Небо уже совсем потемнело, но большая и небывало яркая луна так хорошо освещает поле, что можно разглядеть каждую травинку.
«Ведь я не дойду, – думает Крис, разлепив один глаз и повернув голову в сторону города, где макушки высоток чернеют над травой. – Мне бы просто подняться…»
Он бросает взгляд на ногу. Та под штаниной перемотана тряпицами, отчего кажется разбухшей. Хорошо хоть, нет перелома – разве что несколько трещин в кости. Но, по правде говоря, от этого не легче.
Что дальше? Остаться здесь, в траве, когда позади несколько тысяч километров пути? Остановиться у самого порога, когда там, в мертвом небоскребе, в одной из пустых пыльных комнат лежит тот, кого считал сыном? Глеб… Что же будет с Журавлем, когда он узнает о твоей гибели?..

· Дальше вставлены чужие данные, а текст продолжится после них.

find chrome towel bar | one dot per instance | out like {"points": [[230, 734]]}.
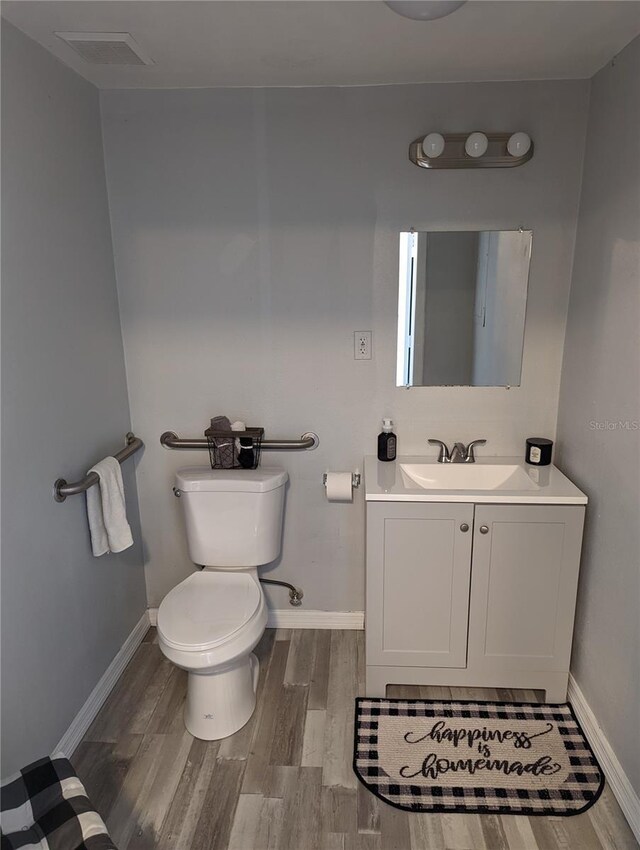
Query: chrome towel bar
{"points": [[61, 489], [308, 441]]}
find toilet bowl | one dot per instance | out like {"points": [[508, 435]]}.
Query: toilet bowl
{"points": [[210, 622]]}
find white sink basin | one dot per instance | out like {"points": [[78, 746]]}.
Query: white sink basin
{"points": [[467, 476]]}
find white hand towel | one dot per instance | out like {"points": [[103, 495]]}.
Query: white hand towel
{"points": [[106, 510]]}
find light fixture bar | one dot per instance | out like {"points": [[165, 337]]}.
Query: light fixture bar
{"points": [[454, 155]]}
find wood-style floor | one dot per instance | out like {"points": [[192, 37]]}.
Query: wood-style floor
{"points": [[284, 781]]}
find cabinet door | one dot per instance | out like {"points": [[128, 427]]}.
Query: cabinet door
{"points": [[418, 568], [523, 589]]}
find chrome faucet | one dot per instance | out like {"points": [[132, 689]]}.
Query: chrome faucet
{"points": [[459, 454]]}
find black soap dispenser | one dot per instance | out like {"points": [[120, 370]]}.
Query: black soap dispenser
{"points": [[387, 441]]}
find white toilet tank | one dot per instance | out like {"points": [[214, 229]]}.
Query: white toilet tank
{"points": [[233, 517]]}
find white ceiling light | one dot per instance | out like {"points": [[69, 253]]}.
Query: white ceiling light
{"points": [[106, 48], [424, 10]]}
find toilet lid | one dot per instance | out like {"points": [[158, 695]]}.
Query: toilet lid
{"points": [[207, 608]]}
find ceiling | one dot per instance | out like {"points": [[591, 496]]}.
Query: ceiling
{"points": [[322, 43]]}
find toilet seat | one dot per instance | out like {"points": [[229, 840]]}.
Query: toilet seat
{"points": [[208, 609]]}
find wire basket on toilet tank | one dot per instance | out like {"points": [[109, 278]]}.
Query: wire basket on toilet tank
{"points": [[234, 449]]}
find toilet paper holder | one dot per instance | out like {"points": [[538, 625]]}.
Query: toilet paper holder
{"points": [[355, 479]]}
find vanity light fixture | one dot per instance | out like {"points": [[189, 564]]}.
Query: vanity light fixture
{"points": [[424, 10], [471, 150], [433, 145], [519, 144], [476, 144]]}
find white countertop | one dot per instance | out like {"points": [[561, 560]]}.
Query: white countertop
{"points": [[386, 482]]}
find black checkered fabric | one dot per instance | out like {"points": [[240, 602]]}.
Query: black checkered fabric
{"points": [[580, 791], [46, 807]]}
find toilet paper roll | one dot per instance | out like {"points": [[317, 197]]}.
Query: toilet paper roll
{"points": [[339, 487]]}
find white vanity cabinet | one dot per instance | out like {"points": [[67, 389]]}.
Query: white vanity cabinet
{"points": [[471, 595]]}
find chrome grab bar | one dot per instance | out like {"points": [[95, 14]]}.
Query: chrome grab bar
{"points": [[62, 489], [307, 441]]}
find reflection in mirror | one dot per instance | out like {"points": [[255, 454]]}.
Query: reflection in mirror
{"points": [[461, 307]]}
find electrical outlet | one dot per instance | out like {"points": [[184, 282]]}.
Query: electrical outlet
{"points": [[362, 345]]}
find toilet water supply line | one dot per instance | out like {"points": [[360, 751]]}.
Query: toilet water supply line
{"points": [[295, 593]]}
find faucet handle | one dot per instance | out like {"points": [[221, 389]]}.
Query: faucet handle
{"points": [[471, 458], [443, 456]]}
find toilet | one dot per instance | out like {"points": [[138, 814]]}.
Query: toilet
{"points": [[209, 624]]}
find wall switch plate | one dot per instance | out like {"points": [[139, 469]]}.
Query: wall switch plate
{"points": [[362, 345]]}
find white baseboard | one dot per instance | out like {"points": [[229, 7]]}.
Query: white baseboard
{"points": [[613, 770], [301, 618], [85, 717]]}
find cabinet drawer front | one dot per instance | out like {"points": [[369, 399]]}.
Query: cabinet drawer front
{"points": [[525, 575], [418, 568]]}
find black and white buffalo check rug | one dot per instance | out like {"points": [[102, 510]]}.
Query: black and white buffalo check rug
{"points": [[475, 757], [46, 807]]}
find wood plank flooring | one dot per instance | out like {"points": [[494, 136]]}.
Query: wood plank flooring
{"points": [[284, 781]]}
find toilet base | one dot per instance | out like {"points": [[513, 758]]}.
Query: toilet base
{"points": [[221, 702]]}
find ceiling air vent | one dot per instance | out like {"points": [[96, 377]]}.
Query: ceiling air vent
{"points": [[106, 48]]}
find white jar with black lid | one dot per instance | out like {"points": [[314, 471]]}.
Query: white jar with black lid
{"points": [[539, 451]]}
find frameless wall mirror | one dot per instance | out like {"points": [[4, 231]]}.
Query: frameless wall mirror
{"points": [[461, 307]]}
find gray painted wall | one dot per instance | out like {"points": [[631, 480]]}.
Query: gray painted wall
{"points": [[600, 390], [256, 230], [65, 614]]}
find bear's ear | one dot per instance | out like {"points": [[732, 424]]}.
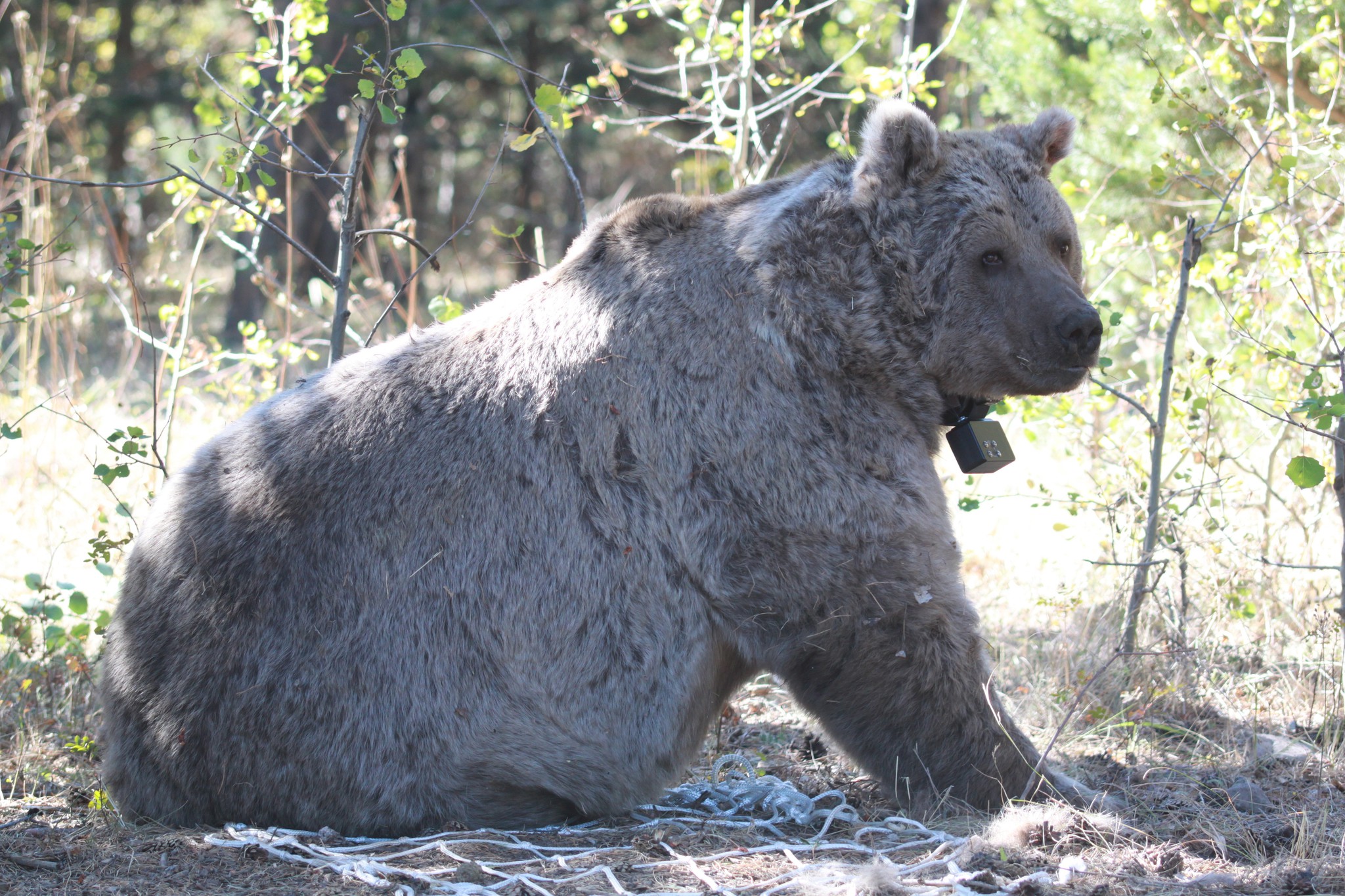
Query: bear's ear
{"points": [[899, 148], [1047, 140]]}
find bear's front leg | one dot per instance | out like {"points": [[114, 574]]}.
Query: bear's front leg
{"points": [[899, 677]]}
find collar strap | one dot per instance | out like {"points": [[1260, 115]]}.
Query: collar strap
{"points": [[959, 409]]}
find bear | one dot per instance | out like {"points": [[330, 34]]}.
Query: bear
{"points": [[505, 571]]}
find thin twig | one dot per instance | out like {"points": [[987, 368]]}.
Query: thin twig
{"points": [[1283, 419], [400, 234], [1296, 566], [450, 240], [346, 242], [322, 269], [115, 184], [1153, 423], [1189, 253]]}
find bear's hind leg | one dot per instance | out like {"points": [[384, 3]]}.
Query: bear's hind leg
{"points": [[910, 698], [139, 785]]}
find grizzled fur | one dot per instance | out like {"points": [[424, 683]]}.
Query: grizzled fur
{"points": [[506, 570]]}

«Я не могу, – думает Крис, видя перед собой улыбающееся лицо Глеба. – Прости меня, я поступил безрассудно, отправившись сюда… и взяв тебя с собой».
Стрекот сверчка теперь слышится всё реже, но с каждым разом – объемнее. Шум ветра и шелест травы становятся монотонными, а стук, доносящийся из леса, – глухим. Звуки эти обволакивают, как прохладная простыня: уютно, нежно, по-матерински. Крис проваливается в них, будто в давно желанные объятья. Он не сопротивляется – это бесполезно. Пытается вспомнить что-нибудь значимое в своей жизни, но в голову лезут многочисленные разочарования, потери, потрясения… Такова она, жизнь в постутопии.
Звуки пропадают, но всего на миг: издалека доносится странный гомон. Он всё нарастает, и уже явно различается собачий лай.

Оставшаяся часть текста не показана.